You’ve seen it before: names haphazardly scribbled in the air with a flashlight; newlyweds kissing under a fiery circle of sparks; glowing orbs like giant out-of-place yarn balls in a landscape. Light painting isn’t new. It’s an exhausted practice, and I always joke it’s the first thing a new photographer explores when learning how to manipulate their shutter speed.
I have a love-hate relationship with light painting. Despite its seemingly infinite potential, most of the light painting I experience is a little on the amateur side — an issue that points more toward a lack of restraint than sloppy execution. Alex and I have been attempting to incorporate precise light painting to an environment using a drone, but while I feel our ideas are consistently tactful, the results are consistently amateurish.
For our most recent trip to the Juniper Prairie Wilderness, I wanted to do an experiment comparing an image made entirely in camera using light painting techniques to an image created entirely in Photoshop using graphic design techniques. We chose to create a blue square for its simplicity and nod to technology. It wasn’t until after the fact that I realized the blue square is ironically similar to the Photoshop logo, further emphasizing the contrast between the natural and the manipulated environment.
If you don’t follow Alex’s blog, you should. He codes and 3D prints cool inventions, and he prepared for this trip by designing and printing “dark feet” — small caps he inserts over the rotors of his DJI Spark quadcopter to block out the native red and green lights. You can see his recent Dark Feet post here.
Despite the preparation, the results were once again inadequate.
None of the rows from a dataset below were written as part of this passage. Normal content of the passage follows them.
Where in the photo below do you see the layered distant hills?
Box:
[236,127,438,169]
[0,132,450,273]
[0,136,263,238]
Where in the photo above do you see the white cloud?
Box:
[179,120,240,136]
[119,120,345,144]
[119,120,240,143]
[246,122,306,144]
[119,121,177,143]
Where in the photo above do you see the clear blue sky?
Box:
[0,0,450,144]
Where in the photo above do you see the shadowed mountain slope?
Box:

There are many reasons for this, but the two biggest are that Alex’s drone has sustained multiple crashes that have compromised its stability, and since individual LEDs were attached beneath each rotor, we weren’t able to produce a single stream of light. The success of this image depended entirely on precision, and we didn’t even come close.
After returning home, processing the media and researching for this blog post, I came across some incredible work by Reuben Wu that proves it’s not only possible to create precise shapes with a drone, it’s utterly breathtaking when done correctly. This is exactly the kind of elegant and tasteful light painting I’ve been striving for!
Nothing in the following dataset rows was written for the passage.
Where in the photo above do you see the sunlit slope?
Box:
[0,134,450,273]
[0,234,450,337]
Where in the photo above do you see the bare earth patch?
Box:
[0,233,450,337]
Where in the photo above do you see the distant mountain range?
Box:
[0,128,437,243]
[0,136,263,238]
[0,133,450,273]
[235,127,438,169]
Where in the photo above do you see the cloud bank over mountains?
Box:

I think the key to producing precise light painting with a drone is through programmable flight patterns. In order to create a precise image, the method used must be precise. And I don’t think humans are capable of that type of control.
We returned to camp a little frustrated and spent the next couple hours photographing this magnificent live oak before heading to sleep.
I woke up at 6:30 to thunder rumbling in the distance. Small rain drops pattered my tent. I knew if I got up then I could pack before the inevitable onslaught of rain. I reluctantly climbed outside.
Alex was still asleep by the time I finished packing, so I covered my pack with a tarp, pulled out a chair and sat snug beneath an umbrella. It was probably one of the strangest and most peaceful experiences I’ve had out in the woods.
I’m disappointed the light painting didn’t go as planned, but I think it brings up an interesting discussion regarding the role the process of creating art plays in the way we view the finished product. I like my photoshopped image. It’s literally exactly what I was picturing in my head, and in my opinion it’s far more powerful than the light painted version. But the methods used to create it make it more of a graphic design piece than a photography piece; and there’s something in me that knows I would like it just a little bit more if I had achieved the end result entirely in camera.